Un concetto più di altri è al centro della critica della federazione e delle consulte, sulla scia delle denunce già fatte da ICOM Italia: l’ossessiva ricerca di redditività del patrimonio culturale. “Questa politica miope, che vede nel patrimonio culturale solo un limone da spremere nell’intenzione di ridurre il disavanzo pubblico finisce per ripercuotersi contro chi studia e valorizza il patrimonio culturale e contro lo stesso ministero il quale, moltiplicando controlli, balzelli e autorizzazioni, si trova – e si troverà sempre di più – a sopportare oneri ben maggiori degli introiti derivanti dai canoni di concessione. È questo, ci chiediamo, ciò che auspica il Ministro della Cultura?”
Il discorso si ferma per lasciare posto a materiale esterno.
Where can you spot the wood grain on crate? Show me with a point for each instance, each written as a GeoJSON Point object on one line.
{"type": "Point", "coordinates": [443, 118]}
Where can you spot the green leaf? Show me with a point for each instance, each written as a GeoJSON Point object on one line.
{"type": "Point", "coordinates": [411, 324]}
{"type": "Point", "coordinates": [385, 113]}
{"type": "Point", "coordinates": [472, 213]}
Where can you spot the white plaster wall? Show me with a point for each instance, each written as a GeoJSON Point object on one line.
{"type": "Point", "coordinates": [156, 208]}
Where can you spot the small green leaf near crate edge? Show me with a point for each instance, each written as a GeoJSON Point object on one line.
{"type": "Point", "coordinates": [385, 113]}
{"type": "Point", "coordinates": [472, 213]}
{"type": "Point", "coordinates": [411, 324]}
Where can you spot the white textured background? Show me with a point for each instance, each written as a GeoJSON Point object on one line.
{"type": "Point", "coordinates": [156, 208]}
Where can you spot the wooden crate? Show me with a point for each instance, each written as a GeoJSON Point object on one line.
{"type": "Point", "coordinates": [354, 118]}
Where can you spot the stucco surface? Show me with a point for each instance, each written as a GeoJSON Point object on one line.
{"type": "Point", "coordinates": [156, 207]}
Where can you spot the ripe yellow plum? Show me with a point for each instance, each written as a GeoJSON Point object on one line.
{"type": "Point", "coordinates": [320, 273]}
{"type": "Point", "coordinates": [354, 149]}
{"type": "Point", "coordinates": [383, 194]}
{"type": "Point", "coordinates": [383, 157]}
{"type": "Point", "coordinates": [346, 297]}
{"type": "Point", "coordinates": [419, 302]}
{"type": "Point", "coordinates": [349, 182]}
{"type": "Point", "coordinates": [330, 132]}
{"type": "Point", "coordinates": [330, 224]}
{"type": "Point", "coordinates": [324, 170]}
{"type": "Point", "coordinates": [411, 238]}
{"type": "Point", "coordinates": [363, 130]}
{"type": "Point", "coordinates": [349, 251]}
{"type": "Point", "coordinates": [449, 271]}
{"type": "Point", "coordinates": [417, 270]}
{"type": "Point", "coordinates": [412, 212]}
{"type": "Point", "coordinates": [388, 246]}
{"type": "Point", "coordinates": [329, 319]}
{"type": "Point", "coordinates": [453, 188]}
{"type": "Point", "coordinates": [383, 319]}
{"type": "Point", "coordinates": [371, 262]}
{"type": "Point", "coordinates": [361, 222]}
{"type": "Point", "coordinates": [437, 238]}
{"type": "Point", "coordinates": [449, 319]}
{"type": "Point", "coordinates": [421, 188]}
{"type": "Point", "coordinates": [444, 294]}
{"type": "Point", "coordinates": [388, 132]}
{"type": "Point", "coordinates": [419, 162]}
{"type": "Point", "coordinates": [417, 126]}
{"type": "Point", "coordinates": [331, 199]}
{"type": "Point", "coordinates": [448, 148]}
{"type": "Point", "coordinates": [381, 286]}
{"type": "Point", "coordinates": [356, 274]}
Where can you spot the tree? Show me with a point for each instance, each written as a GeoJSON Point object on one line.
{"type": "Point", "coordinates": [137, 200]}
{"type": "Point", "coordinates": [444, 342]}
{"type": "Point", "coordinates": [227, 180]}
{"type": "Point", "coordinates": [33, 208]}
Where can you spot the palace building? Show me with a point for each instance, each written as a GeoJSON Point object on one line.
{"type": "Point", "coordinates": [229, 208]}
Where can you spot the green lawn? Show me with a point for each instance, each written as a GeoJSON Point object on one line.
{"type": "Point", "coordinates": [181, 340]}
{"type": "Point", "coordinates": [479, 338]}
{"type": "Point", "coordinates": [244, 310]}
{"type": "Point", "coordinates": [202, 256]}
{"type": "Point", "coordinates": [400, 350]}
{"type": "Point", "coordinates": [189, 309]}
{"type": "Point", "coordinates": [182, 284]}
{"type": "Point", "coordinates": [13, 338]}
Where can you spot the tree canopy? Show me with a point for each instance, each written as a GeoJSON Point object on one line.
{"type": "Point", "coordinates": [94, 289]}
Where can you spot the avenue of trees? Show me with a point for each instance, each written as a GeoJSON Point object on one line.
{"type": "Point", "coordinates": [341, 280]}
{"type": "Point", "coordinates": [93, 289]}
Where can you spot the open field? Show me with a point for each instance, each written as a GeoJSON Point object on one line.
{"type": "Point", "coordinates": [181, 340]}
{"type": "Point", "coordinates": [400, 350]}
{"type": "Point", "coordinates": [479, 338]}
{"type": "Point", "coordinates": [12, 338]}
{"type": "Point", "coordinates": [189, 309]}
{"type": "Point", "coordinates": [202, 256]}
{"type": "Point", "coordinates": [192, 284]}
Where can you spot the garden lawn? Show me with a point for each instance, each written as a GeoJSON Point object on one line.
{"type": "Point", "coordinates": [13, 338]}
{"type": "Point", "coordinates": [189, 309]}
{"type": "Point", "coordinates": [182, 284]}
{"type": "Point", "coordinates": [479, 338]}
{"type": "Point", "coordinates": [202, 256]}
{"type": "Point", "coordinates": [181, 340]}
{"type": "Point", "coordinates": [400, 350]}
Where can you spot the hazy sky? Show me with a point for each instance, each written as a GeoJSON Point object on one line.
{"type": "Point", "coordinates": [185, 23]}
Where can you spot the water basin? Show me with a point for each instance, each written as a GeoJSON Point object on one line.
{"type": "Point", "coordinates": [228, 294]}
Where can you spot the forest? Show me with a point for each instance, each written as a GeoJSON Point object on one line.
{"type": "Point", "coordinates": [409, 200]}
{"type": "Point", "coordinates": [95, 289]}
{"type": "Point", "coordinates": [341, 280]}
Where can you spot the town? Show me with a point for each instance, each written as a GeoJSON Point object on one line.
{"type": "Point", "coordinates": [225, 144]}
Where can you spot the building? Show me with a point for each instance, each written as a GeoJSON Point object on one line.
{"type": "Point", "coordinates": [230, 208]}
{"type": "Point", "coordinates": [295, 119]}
LA CONCLUSIONE DELLA DENUNCIA AL DECRETO SUL TARIFFARIO DELLE IMMAGINI CULTURALI
“Tassare ricerca e innovazione significa, inevitabilmente, introdurre inutili barriere e mortificare una moltitudine di iniziative che il ministero dovrebbe incoraggiare attivamente mettendo chiunque nelle condizioni di poter riutilizzare le immagini di beni culturali che gli appartengono“, chiosa la lettera. Con una precisazione allarmante: “L’autorizzazione all’uso commerciale – cui viene assimilata l’editoria scientifica – viene inoltre giustificata in base a presunte esigenze di “tutela del decoro”, avallando così vere e proprie forme di “censura preventiva” proprie di uno Stato etico più che di uno Stato laico e democratico quale dovrebbe essere oggi l’Italia. Non senza incorrere, tra l’altro, in clamorosi paradossi: accade infatti che il governo si trovi oggi a spendere milioni di euro per progettare una campagna di promozione turistica del nostro Paese che ripropone l’immagine della Venere di Botticelli in pastiche di dubbio gusto, permettendo così al Ministero del Turismo di divulgare ciò che vieterebbe a qualunque altro cittadino in base al Decreto Ministeriale in esame. Le consulte firmatarie chiedono, pertanto, al Ministro della Cultura Gennaro Sangiuliano il ritiro immediato del decreto e la riformulazione del tariffario in coerenza con i contenuti già espressi nel Piano Nazionale Digitalizzazione e con la più volte richiesta adozione generalizzata di licenze Open Access da parte di musei, archivi e biblioteche. Chiedono inoltre un urgente incontro per discutere di questa e varie altre questioni relative alla libertà della ricerca sul patrimonio culturale e alla auspicabile maggiore collaborazione tra MIUR e MiC“.